The current teaser for the Blade Runner sequel naturally doesn't give much to go on, but it does raise a few thoughts about the changes that have happened in filmmaking in the last thirty-six years. The original film, at least in terms of its visuals, was a triumph of suggestion. It was certainly big enough to be genuinely impressive and to allow Blade Runner to show us its famous Stygian city, but the genius was that it engaged beautifully with the hindbrain and implied a lot more than was really there. "Dark, wet, smoke," says Scott, in interviews. The film looks good because it seeds the viewer's limitless imagination with information about the world and lets the dark, wet and smoke provide a canvas for that imagination to fill with detail that isn't really there.
This approach to filmmaking allows for (or rather, relies on) the viewer's participation. Famously, nothing shown literally in a horror movie is as frightening as the viewer's own imagination. Similarly, nothing is as expansive, as detailed or as perfect as a world built by the viewer's imagination. There's risk, though. Now, it's much easier to leverage modern visual effects, which can create effectively anything the director can describe, and be specific about how the world appears. The problem is that the budget is never as big as the imagination and our own ideas of what seems right will always seem most appropriate to us.

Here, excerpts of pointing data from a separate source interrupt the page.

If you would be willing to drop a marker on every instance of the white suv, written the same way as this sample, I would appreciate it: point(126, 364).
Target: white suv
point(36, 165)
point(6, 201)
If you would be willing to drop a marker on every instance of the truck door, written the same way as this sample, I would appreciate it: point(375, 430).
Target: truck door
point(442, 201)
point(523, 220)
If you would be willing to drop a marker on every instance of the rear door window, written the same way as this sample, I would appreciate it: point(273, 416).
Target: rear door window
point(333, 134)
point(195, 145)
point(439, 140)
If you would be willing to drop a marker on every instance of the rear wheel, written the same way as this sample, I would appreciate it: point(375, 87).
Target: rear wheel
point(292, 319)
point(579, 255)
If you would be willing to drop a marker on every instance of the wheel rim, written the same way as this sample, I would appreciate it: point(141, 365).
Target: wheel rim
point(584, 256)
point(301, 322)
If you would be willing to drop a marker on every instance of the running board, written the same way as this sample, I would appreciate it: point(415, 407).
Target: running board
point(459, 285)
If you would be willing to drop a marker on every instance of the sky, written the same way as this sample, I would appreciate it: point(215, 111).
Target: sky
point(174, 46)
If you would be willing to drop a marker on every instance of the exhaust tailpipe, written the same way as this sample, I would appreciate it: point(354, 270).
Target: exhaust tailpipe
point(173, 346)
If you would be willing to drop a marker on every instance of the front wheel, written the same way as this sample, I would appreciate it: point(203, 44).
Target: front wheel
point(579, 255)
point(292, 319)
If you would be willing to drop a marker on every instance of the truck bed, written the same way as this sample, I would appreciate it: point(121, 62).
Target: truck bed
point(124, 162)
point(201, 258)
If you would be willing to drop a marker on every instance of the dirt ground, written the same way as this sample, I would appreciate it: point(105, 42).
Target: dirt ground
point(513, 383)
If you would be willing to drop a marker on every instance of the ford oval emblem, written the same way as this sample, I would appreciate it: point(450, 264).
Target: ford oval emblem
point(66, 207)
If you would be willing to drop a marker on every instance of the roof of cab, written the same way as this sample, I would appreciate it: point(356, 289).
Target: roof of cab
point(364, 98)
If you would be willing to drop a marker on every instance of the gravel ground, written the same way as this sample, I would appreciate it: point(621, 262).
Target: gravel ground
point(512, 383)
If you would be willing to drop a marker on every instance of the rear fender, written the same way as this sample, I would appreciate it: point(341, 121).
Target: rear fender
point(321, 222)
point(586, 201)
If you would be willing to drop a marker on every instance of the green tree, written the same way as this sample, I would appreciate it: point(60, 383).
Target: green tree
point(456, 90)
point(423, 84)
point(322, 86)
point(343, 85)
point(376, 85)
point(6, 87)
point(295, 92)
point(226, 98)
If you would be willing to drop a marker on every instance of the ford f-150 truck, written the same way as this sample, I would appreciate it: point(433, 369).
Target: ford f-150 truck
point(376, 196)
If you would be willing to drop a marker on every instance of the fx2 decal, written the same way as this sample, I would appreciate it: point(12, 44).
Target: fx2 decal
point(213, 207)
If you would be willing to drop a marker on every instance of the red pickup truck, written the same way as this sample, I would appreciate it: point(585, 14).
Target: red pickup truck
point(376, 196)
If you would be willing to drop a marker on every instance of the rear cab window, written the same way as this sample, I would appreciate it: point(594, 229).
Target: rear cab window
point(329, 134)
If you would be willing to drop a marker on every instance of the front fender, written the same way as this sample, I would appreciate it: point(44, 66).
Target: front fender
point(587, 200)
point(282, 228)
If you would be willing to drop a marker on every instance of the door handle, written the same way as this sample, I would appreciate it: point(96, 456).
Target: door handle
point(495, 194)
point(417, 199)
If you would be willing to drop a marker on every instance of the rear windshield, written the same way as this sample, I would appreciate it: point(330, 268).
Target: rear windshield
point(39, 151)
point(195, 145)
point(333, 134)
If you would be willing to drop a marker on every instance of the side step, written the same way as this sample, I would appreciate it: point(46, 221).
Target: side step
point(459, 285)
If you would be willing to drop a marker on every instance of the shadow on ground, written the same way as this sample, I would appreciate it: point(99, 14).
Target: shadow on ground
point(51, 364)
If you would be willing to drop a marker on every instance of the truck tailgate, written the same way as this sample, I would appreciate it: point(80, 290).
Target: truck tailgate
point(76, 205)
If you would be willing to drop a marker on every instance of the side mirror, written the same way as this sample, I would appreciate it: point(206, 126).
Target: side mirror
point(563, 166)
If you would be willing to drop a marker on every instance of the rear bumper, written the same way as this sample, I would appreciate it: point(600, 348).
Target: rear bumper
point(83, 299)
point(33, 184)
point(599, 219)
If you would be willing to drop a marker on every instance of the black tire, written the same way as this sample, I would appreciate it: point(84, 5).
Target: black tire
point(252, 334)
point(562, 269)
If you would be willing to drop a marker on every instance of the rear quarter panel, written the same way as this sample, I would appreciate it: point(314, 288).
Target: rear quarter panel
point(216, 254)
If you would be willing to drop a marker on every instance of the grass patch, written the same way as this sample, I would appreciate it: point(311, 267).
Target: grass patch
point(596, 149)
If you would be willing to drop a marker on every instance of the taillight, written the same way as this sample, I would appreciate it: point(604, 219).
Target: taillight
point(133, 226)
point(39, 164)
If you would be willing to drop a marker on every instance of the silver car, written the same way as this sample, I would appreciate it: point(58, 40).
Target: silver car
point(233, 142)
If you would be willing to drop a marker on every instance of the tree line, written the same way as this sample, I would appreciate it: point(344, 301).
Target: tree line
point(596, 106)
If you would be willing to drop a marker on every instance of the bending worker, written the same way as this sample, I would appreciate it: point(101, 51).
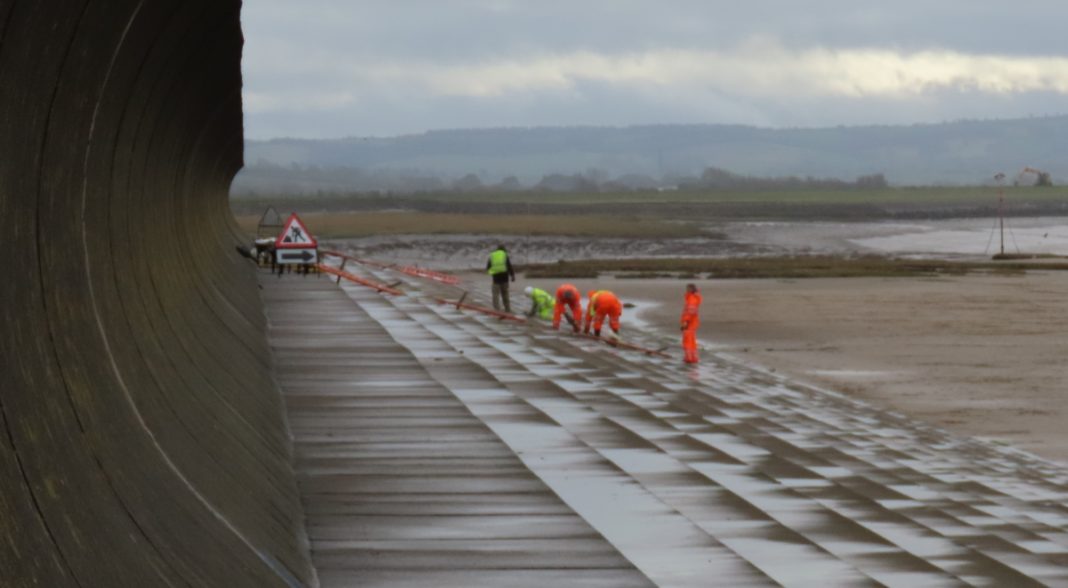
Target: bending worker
point(568, 299)
point(689, 322)
point(602, 303)
point(499, 267)
point(540, 302)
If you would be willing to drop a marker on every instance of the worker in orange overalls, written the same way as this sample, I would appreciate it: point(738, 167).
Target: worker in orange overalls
point(689, 322)
point(567, 299)
point(602, 303)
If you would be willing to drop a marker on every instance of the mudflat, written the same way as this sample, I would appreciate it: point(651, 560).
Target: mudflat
point(980, 355)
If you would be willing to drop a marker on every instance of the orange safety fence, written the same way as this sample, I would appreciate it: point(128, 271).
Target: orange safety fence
point(358, 280)
point(420, 272)
point(429, 274)
point(483, 310)
point(410, 270)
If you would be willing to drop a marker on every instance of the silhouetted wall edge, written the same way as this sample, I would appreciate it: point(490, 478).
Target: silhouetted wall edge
point(142, 440)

That was the approach of the original, and it is truly majestic.
Any attempt to rescale those heights of majesty is fraught with difficulty and one of the key metrics of success for any sequel would be how successfully that's done. To be fair, there are composites in the original film which don't work quite well enough to completely satisfy modern audiences and nobody can seriously object to the use of CG in those instances. To indulge in a moment of over-analysis, in the teaser, the scope of the city shots we do see is relatively restricted and there is refreshingly little attempt to wow the audience with expansive skylines and overarching vistas, which are now almost trivially easy to computer generate. That sort of thing isn't the point of good science fiction.
Technically, there is some divergence from the original, with spherical rather than anamorphic photography (though a cinemascope presentation) and digital rather than film origination. Trying to succeed through duplication is a fool's errand, though. Nobody would expect to catch the same magic in the same bottle a second time. The target, to coin a phrase, ought to be compatible magic and, based on the handful of shots in the teaser, it's hard to object.
Some people will never be happy with a sequel to such a great, which is curmudgeonly. Of course, we can tell nothing of the writing at this point, but it's worth revisiting the idea that, while the original film was nominated for (and won) many awards for cinematography, production design, costume and other visual contributions, it was never a contender for best screenplay. It's also widely misinterpreted as an action-adventure film, which is probably why it's been described as slow. Whether the sequel maintains the same tone and risks the same misconception, we'll find out at the end of next year.